¡Oh, Fabio!
Luis Sánchez-Moliní
Maneras de vivir la Navidad
Las más hermosas procesiones van por dentro, recorriendo las calles de la memoria en una única Semana Santa en la que se han ido fundiendo como una sola todas vividas. Los niños hacen bolas de cera, guardándolas de un año a otro para que sigan creciendo. Los adultos, y más cuanto más viejos vamos siendo, hacemos bolas de recuerdos. “Vuelve lo perdido / con las cofradías”, escribió Montesinos.
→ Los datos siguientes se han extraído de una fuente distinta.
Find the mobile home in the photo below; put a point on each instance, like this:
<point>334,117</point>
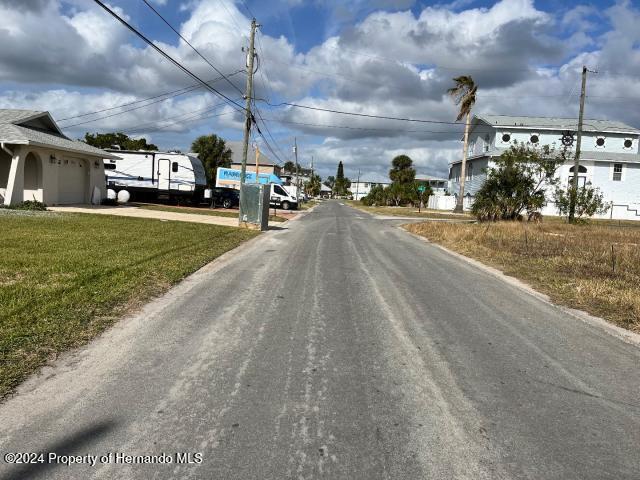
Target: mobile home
<point>156,175</point>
Año tras año esperamos la misma cofradía en el mismo lugar para que caigan gotas –no de cera, de lágrimas– que alimenten esa bola de recuerdos en la que, como en las de cera, se van mezclando todos los colores de la vida: blanca inocencia, roja pasión, severa tiniebla, morado dolor, negro duelo, verde esperanza.
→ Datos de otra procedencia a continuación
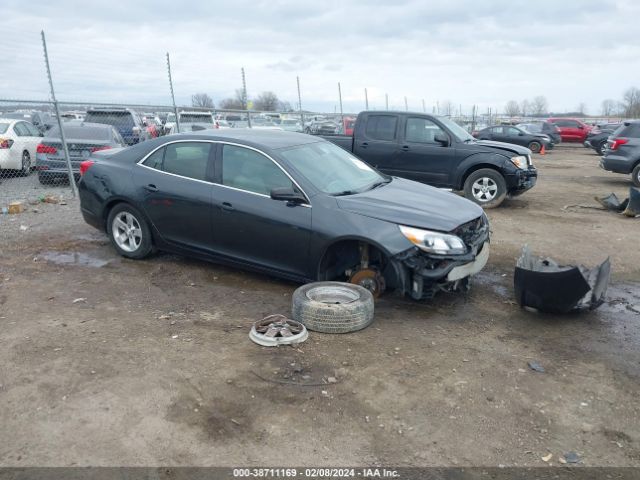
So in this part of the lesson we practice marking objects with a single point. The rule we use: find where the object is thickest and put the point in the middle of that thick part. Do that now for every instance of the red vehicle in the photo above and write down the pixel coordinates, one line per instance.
(571, 129)
(347, 125)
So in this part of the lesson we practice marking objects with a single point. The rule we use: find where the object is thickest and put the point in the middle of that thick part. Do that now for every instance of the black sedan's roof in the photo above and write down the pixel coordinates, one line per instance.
(272, 139)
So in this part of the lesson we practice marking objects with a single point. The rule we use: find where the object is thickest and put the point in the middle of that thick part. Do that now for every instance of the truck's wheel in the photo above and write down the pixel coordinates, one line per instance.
(635, 176)
(486, 187)
(332, 307)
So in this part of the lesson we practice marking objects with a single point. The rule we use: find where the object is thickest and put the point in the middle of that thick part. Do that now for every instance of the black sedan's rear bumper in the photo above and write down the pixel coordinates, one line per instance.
(521, 181)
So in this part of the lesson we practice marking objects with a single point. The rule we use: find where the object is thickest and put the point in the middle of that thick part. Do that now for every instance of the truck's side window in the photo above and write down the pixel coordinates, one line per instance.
(421, 130)
(381, 127)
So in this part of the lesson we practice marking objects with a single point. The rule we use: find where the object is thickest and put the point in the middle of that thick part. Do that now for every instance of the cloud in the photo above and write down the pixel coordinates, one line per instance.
(469, 52)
Con el paso de los años ese lugar queda tan marcado por tantos encuentros que cada vez que pasamos por él, los instantes allí vividos -¡qué pocos minutos de presencia, qué largo tiempo de recuerdos!- reviven con tanta fuerza que siempre es atardecer de Domingo de Ramos en Conde de Torrejón, mañana de Viernes Santo en calle Feria o Miércoles y Martes Santo cuando subo la calle San José. Altero el orden de los días porque de la Puerta de la Carne, Santa María la Blanca y el primer tramo de San José siempre es Miércoles Santo de altos candelabros y sedas de colores entre naranjos, pero cuando, al llegar al cruce de Madre de Dios, se ven los azulejos del Señor de la Salud y la Virgen de la Candelaria, es Martes Santo. Siempre brillan allí oros y suenan cornetas y tambores, siempre se convierte la puerta de San Nicolás en un cuadro de Carmen Laffón cuando el palio desciende por la rampa interior y se enmarca en la puerta, siempre aletean las tórtolas de la ofrenda al Templo rematando los varales, siempre, sea de día o de noche, llena la barreduela un resplandor único, solo de Ella, azul verdoso y plata.
Tan verdad es esto como que la devoción a las imágenes que no son nuestras por razón de familia o de pertenencia a la hermandad las trenzan el roce de íntimos encuentros cotidianos, los momentos solo nuestros que nunca compartiremos con nadie, los favores recibidos que nunca diremos, las oraciones rezadas ante una puerta cerrada, como la de Pepe el Planeta, la casualidad o providencia que puso a una niña de pocos meses entre los brazos de una Virgen. Así es mi personal devoción a la Virgen de la Candelaria.
Dedicado a mi querido amigo y hermano Pepe Guerrero.